The 3vNet phase-out provides enough lead time for dealers to finish existing projects and eases the transition to the new product line, Anderson said.  The company has enough 3vNet inventory to continue servicing customers and will provide customer support and technical assistance “as long as necessary,” he continued. 3vNet will continue to honor all existing 3vNet warranties, he added.

 The new company’s mission, Anderson said, “is to revitalize the industry” by adopting an “outside-in” approach that focuses “on the user experience as the single most important driving factor behind product development.”

“The technology behind 3vNet has had an impressive impact over the years, but now is the time to undertake an entirely new direction in our approach to automation,” he said. “ACTP is committed to the advancement of building automation, and in order to move forward, it is vital that we begin to focus our efforts on the next generation of products.”

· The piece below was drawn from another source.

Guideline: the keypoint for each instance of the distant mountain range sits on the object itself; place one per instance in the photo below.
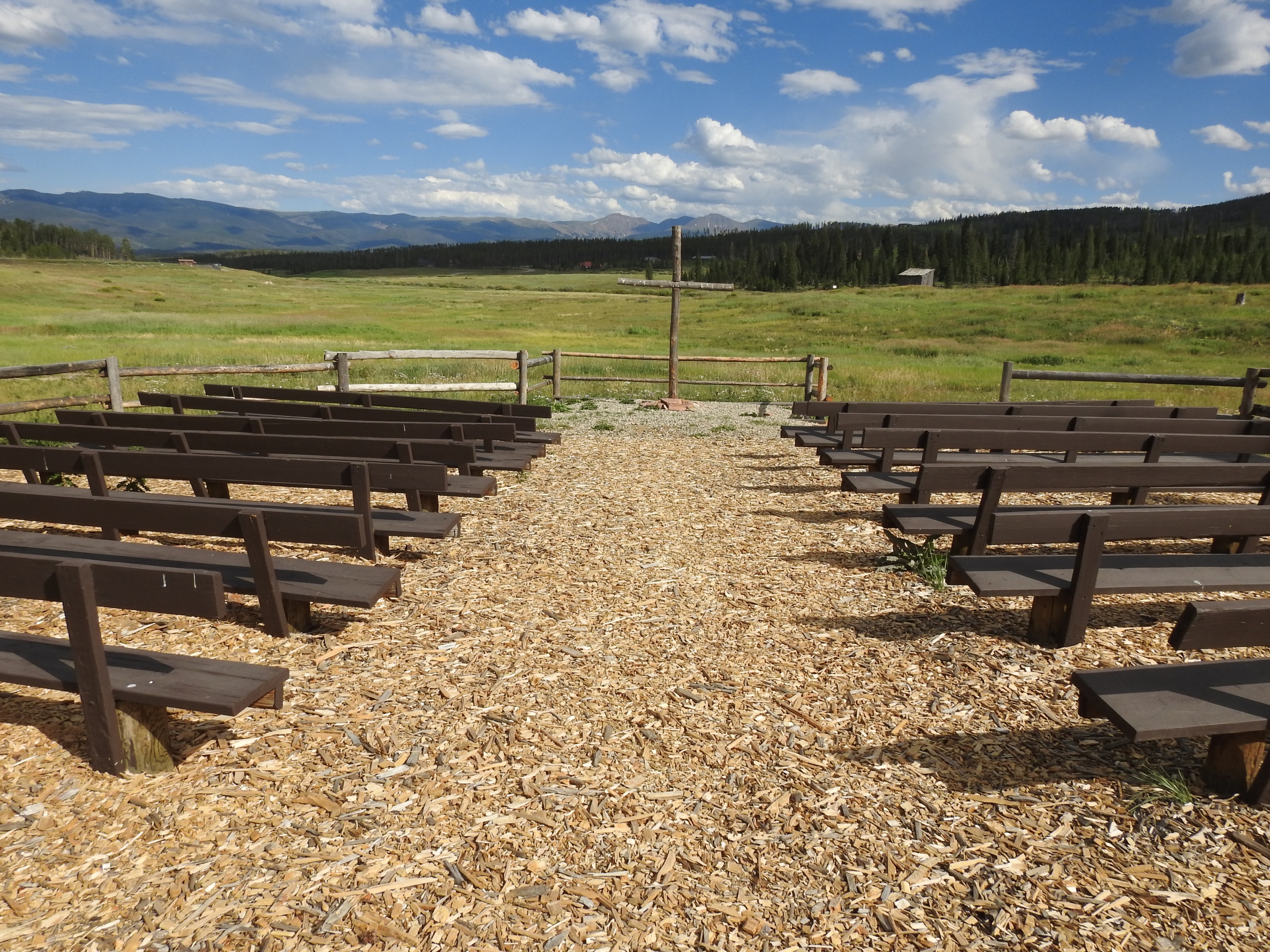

The decision to phase out 3vNet, which supplies IP-controlled lighting and multi-room-audio systems, comes less than eight months after 3vNet showed off its first new products at the 2012 CEDIA Expo after the brand had been purchased earlier in 2012 by Anderson from Russound.

Russound sold off Colorado vNet in part because Russound concentrates on selling products through distributor channels, while 3vNet products don’t have the margins to support two-step distribution, Anderson said during the Expo. 3vNet products also require more technical support and training than Russound’s distributed-audio products, so closer relations were needed with dealers, he said. “Different marketing is required.”

3vNet, formerly Colorado vNet, was a stand-alone company that had been effectively shut down before it was purchased in October 2009 by Russound owner and president Maureen Baldwin. Russound then announced in December 2010 that it would cease Colorado vNet sales and marketing operations as of March 31, 2011, but in February 2011, Russound announced that it had reversed course and would keep the brand alive. Then in April 2012, Russound sold Colorado vNet to Mike Anderson, who was a Russound executive at the time. The company was then renamed 3vNet.